The newest effort is the development and implementation of the Forevermark as the next campaign in the jewelry marketing wars by De Beers. The luxury marketer LVMH and the DTC have combined in a joint venture to use the De Beers name at retail and now to use the new Forevermark brand as another differentiator to the ultimate consumer.

The Forevermark provides an icon inscribed on the table of the diamond along with a serial number, which can be seen only with a special viewer. The symbol and number signify adherence to minimum color, clarity, cut, and carat weight standards and are supported by a Forevermark grading report. Additionally, there may be a special mounting to hold this new branded diamond.
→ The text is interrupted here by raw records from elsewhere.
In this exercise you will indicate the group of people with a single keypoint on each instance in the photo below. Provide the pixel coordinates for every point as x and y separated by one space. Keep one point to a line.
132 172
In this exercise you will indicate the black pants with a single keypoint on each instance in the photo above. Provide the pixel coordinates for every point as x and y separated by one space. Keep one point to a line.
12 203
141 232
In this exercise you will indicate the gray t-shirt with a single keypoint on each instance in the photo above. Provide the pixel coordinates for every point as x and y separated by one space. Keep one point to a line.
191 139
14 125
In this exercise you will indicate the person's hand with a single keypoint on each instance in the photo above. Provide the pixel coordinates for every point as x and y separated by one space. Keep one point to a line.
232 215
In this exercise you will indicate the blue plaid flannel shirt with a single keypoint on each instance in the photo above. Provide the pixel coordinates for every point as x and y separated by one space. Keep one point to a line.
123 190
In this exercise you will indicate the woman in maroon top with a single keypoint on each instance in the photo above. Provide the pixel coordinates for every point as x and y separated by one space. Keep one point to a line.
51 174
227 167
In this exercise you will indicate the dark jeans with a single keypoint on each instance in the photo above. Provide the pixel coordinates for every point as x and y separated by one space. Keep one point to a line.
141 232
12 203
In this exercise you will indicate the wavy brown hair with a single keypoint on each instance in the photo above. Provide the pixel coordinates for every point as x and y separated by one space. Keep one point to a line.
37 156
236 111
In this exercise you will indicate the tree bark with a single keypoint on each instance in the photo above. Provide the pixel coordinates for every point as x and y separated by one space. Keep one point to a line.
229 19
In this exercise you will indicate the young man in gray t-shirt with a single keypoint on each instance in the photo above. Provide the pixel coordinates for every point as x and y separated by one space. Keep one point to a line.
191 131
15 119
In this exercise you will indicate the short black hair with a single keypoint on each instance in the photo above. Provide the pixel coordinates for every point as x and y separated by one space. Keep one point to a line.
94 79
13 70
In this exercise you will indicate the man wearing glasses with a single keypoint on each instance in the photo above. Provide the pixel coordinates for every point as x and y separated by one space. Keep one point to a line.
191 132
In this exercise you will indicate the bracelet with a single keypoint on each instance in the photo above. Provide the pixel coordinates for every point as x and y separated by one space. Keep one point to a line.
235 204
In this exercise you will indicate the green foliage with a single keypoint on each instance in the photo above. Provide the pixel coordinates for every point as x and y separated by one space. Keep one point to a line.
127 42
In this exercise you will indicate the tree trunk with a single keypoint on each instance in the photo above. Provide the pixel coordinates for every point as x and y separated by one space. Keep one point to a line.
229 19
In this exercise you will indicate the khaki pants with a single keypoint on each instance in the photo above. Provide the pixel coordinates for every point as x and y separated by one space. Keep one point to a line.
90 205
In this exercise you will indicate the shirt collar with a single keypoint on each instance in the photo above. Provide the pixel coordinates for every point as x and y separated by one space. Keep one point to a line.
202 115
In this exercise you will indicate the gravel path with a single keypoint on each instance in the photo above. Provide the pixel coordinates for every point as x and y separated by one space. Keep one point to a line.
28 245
Last but certainly not least is the requirement that the diamonds must be untreated natural stones that are ethically mined and cut.

Oh, have I mentioned the license fee for retailers to use the viewing device? No? It’s a $50K royalty fee per store for the privilege. Are they serious? Is this some new version of British humor? And the logic used to justify this royalty fee is “most of the profits were at the retail end.” At least they got the verb tense correct—were!

Jeff Fischer’s line, which I have used with Jeff’s permission as the title of this piece, must be key to the industry’s thinking. But I’m not at all sure that the direction of the thinking needs to be a carbon copy replacement of the old De Beers national advertising campaigns.

De Beers/DTC has for years effectively employed the divide-and-conquer philosophy in ruling the diamond business. The truth is that all advertising is local. There are 24,000 retail jewelers in the United States, and their advertising messages are the most important. De Beers built the importance of diamonds in consumers’ minds, and diamonds are firmly entrenched as symbols of the expression of love for engagements, weddings, anniversaries, birthdays, and other life events.

Perhaps the way to deal with this current advertising void is to work with the retail community to promote diamonds there, where it matters. Diamond dealers and manufacturers all have their clients. Rather than start a new campaign by bringing together the disparate elements of the diamond community and figuring out what each member’s share is, let alone a creative theme, go directly to your customers, the retail jewelers, and put the promotion dollars to work there.